In the quest to build more sustainable and adaptable structures, mass timber (MT) has emerged as a promising material, offering significant carbon sequestration benefits. However, the true potential of MT lies not just in its eco-friendly properties but also in its ability to be designed for adaptability, extending the lifespan of buildings and delaying end-of-life interventions. A recent study published in the journal *Frontiers in Built Environment* (translated from English) sheds light on how stakeholders in the construction industry can better integrate adaptability into their mass timber projects.
Led by Nastaran Hasani of the Wood Science and Engineering Department at Oregon State University, the research maps out the decision-making processes in real-world MT project workflows. The study identifies who makes critical decisions, when these decisions are made, and which digital tools are used. By analyzing 106 responses from a global questionnaire survey, the research pinpoints four key criteria for adaptable design: structural grid configuration, standardization and compatibility, modularity and scalability, and the location of building cores and services.
The findings reveal that the schematic design and construction documentation phases are crucial for making adaptability-related decisions. However, certain disciplines are often left out when their input is most needed. “A convergent design approach that brings all the key actors together is essential at key points,” Hasani emphasizes. This approach ensures that all relevant stakeholders, particularly MT manufacturers and fabricators, are involved in the decision-making process.
The study also highlights the underutilization of parametric and simulation workflows, which can support rapid iteration and real-time feedback in design exploration.

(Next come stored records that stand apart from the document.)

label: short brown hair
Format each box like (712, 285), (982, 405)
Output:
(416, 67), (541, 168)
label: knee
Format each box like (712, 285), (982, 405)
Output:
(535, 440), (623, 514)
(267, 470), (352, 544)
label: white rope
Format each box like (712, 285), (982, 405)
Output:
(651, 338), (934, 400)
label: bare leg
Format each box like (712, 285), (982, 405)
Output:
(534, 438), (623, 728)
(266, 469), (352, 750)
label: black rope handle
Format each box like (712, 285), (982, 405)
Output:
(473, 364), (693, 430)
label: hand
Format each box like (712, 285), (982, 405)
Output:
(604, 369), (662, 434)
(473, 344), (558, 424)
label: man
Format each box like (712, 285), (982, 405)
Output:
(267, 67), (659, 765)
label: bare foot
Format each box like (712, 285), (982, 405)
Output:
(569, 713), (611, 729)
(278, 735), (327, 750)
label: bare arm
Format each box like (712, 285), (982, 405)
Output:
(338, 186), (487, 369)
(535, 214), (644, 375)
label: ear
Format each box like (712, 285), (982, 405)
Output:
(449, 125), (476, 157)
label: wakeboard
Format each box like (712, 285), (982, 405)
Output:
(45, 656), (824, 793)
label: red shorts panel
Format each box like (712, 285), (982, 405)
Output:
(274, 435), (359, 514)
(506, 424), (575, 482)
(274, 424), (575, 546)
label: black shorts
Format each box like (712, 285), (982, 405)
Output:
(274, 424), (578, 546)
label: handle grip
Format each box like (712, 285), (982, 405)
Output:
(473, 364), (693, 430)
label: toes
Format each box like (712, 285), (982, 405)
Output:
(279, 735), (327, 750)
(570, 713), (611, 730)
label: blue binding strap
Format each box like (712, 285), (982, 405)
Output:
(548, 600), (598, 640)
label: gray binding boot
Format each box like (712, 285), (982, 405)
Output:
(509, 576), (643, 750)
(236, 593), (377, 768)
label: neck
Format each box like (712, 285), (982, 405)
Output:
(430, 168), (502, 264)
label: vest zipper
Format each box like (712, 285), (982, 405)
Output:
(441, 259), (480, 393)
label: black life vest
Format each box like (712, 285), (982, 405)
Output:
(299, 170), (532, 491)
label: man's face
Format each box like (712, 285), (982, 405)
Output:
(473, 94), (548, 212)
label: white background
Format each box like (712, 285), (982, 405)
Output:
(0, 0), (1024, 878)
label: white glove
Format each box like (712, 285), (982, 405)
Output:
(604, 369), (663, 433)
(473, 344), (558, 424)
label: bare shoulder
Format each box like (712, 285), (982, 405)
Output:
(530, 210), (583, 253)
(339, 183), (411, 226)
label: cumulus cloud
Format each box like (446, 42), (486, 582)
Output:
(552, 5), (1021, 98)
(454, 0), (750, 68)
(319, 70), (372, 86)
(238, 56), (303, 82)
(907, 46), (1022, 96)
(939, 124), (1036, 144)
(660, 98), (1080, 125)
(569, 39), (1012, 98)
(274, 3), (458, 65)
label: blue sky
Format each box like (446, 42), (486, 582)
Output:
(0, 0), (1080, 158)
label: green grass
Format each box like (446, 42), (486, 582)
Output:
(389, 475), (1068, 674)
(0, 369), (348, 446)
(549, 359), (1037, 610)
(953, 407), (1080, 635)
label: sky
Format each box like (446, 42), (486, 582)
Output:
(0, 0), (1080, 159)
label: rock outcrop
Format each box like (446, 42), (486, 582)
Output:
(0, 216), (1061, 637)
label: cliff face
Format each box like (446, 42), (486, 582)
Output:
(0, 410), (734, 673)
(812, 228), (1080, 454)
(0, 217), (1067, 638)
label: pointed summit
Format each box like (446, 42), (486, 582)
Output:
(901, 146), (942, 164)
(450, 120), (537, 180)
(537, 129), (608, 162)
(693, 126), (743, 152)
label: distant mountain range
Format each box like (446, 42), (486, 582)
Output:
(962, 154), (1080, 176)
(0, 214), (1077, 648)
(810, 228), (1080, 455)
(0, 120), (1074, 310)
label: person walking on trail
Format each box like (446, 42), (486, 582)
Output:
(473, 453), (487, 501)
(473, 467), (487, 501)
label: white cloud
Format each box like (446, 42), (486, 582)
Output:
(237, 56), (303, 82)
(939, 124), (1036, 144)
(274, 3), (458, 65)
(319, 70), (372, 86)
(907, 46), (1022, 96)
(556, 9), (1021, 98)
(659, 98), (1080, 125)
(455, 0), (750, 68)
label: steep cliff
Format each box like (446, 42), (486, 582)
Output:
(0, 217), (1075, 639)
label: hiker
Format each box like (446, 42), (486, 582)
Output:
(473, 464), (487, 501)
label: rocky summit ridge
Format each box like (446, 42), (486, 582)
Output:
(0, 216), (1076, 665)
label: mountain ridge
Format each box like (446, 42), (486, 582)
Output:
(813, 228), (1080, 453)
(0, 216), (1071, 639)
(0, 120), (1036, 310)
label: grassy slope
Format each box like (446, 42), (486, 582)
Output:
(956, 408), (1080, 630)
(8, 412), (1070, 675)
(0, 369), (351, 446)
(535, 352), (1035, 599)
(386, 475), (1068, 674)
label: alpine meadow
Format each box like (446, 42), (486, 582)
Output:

These tools, when coupled with analysis and simulation tools, can accelerate progress from schematic design to fabrication drawings. “Parametric and simulation workflows support stakeholders in co-evaluating adaptability and other design objectives simultaneously,” Hasani notes. This integration can lead to more efficient and effective design processes.
The implications of this research are significant for the construction industry, particularly in the context of the circular economy. By designing buildings that are durable and capable of future adaptation, the industry can maximize the carbon sequestration benefits of mass timber and contribute to more sustainable urban development. The study’s outcomes can inform future strategies for improving early-stage collaboration and tool interoperability, ultimately supporting the design of adaptable mass timber buildings.
As the construction industry continues to evolve, the insights from this research can shape future developments in the field. By fostering a more collaborative and integrated approach to design, the industry can build structures that are not only sustainable but also adaptable to the changing needs of society. The study’s findings serve as a call to action for stakeholders to embrace convergent design approaches and leverage digital tools to create buildings that stand the test of time.